Romance is a genre that I do take to now and then, though my appetite for pure romance a la Mills and Boon is dying down - maybe I'm growing up. I prefer M&Bs that have adventure/ detection as a central theme. Barbara Cartland's novels have recently been re-released by an indian publisher so I'm rreading a few of those, though I tell myself it's for the historical detail. It can hardly be for character analysis - all her heroines are in the same mould of being super thin, petite, with over-large eyes for their faces and very fair, spiritual, all interested in the East and reincarnation and abused in some way, while the men always have angular faces with strong chins, are outstandingly handsome and accomplished, usually well-read as well as well-traveled to exotic places including the East, and also very rich and with many mistresses/ lovers panting after them while they have never given their hearts to anyone...Danielle Steel, I blush again to confess, is another of the romance-authors I live, though her heroines have a little more spirit. However they too are typically cast in the same mould, and sometimes I wonder if it isn't the very sameness that attracts me - no surprises, happy ending...

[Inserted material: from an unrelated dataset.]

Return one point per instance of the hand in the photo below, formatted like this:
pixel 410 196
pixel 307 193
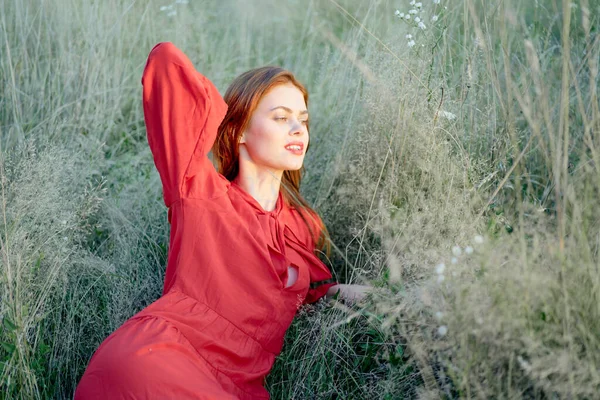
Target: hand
pixel 353 293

Last of all but definitely not least of all, the humour section of our library gets dusted off. There's the autobiographical books of Bob Hope - screamingly funny, and laugh-out-loud - don't read them in public if you get embarassed by people staring at you strangely! William and his shenanigans are always good for a little bedtime reading to stop thinking about work/ computing numbers in your sleep. Wodehouse's entire oeuvre comes into this category as well. And I love both Cheaper by the dozen and Belles on their toes (don't see the movies with Steve Martin, they are a travesty). Daddy Long Legs is another book that falls between GO and funny.

There, now it's out. Now I can go back to my intel-prententious self (until 21st and Harry potter the 7th, of course)

Wednesday, July 18, 2007

About books

As I said on my other blog one day, I love books. They are almost more than the breath of life to me and it is a rare place or occasion that I can't find the time to read. I read while in the car (my husband/ driver driving, natch), while bathing, while reading, while watching TV, while...you get the picture. I also love collecting books and have now amassed a collection that is literally reading us out of home - there are books spilling out of practically every corner of the house. I'm kind of ashamed of the condition my books are in because they've been shoved into a storage area and are rather dusty, since we moved the library out of the spare bedroom to make space for our two kids. But we are expanding the house and plan to set aside a room as the library/ study by the end of the year, hopefully.
Books are my friends, my entertainers, my comfort...I've spent a lot of white nights in my youth, propped up by a stack of books next to my bed. As a result I am pretty possessive and hate it when friends don't return what they borrow - as a result I'm pretty selective about who I lend my books to.
I am a serial hobbyist - you know the type - gardening one day, interior decor the next, and my favourite way to learn more about any of these hobbies is through books - it's also a great excuse to buy more books, if I needed one. I have managed to collect some 'collectables', i.e. out of print paperbacks from the Golden Age of detective fiction - SS Van Dine etc. I love scouring through second hand bookshops, because it's kind of like a treasure hunt - not so much that you may find a book that can make you rich, but that you may discover an old favourite or a gem you had heard about but not found.

I am a re-reader, frequently seeking out old favourites to soothe jangled nerves, but also like discovering new authors. I have catholic tastes, ranging from children's literature, school stories to whodunnits, poetry, classics, biographies, travel writing and books about food. In fact, I have amassed over 200 books about cooking and recipes over the last 2-3 years, to fan one of my other passions.

This blog is primarily going to be about whatever I'm reading, my opinions, loves, hates, things like that, but I would also love to host a book club section - where we brainstorm together about what to read in the next month ( 2 titles, max) for the club, and then have an online discussion about the books.